Epoprostenol should be used with caution in patients with known allergies to prostaglandins, or in those with renal impairment, liver disease, or other medical conditions. It may also reduce the efficacy of other medications taken at the same time, and should not be used with warfarin, heparin, or other anticoagulants.

Interactions

Epoprostenol may interact with other drugs, including antibiotics, antifungals, calcium channel blockers, certain antidepressants, diuretics, and anticonvulsants. It is also known to interact with some over-the-counter and herbal medications. It is important to discuss any medication changes with a doctor before starting epoprostenol.

Disease Interaction

It is recommended that epoprostenol be used with caution in people with other lung diseases, including asthma, emphysema, and chronic obstructive pulmonary disease (COPD). It is also known to interact with some heart conditions, diabetes, and HIV/AIDS.

Drug Interactions

Epoprostenol may interact with other drugs, including antibiotics, antifungals, calcium channel blockers, certain antidepressants, diuretics, and anticonvulsants. It is also known to interact with some over-the-counter and herbal medications. It is important to discuss any medication changes with a doctor before starting epoprostenol.

Food Interactions

Epoprostenol should not be taken with dairy products, orange juice, grapefruit juice, tomatoes, and other acidic foods, as these may reduce the absorption of epoprostenol.

Pregnancy Use

Epoprostenol is classified as a Pregnancy Category B drug.
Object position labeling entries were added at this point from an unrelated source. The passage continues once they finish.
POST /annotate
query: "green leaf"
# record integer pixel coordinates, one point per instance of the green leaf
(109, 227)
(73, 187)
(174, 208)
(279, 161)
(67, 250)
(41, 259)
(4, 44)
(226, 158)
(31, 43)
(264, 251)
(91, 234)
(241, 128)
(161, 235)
It is not known if epoprostenol is harmful to an unborn fetus. However, it is known that PAH can be dangerous to pregnant women, and treatment with epoprostenol may be necessary. Women who are pregnant should discuss the benefits and risks of using epoprostenol with a doctor.

Lactation Use

It is not known if epoprostenol is secreted in human milk, and use during breastfeeding is not recommended.

Acute Overdose

If an overdose of epoprostenol is suspected, seek immediate medical attention. Symptoms of an overdose include dizziness, nausea, hypotension, and difficulty breathing. Treatment is supportive and may include reducing the dose and increasing fluid intake.

Contraindication

Epoprostenol is contraindicated in patients with known hypersensitivity to prostaglandins. It is also contraindicated in patients with blood clotting disorders or recent thromboembolism and in those taking anticoagulants.

Use Direction

Epoprostenol should be administered as an intravenous infusion. The dose should be adjusted according to the patient’s response to treatment. It should be discontinued if the patient experiences any serious side effects.

Storage Condition

Epoprostenol must be stored at room temperature, between 59°F to 86°F (15°C to 30°C). Keep away from light and moisture. Do not freeze.

Volume of Distribution

Epoprostenol has a volume of distribution of 3.5 L/kg.

Half Life

The half-life of epoprostenol is estimated to be between 10 minutes and 5 hours.

Clearance

Epoprostenol is cleared from the body by both renal and hepatic pathways. The renal clearance is 0.6 L/hour.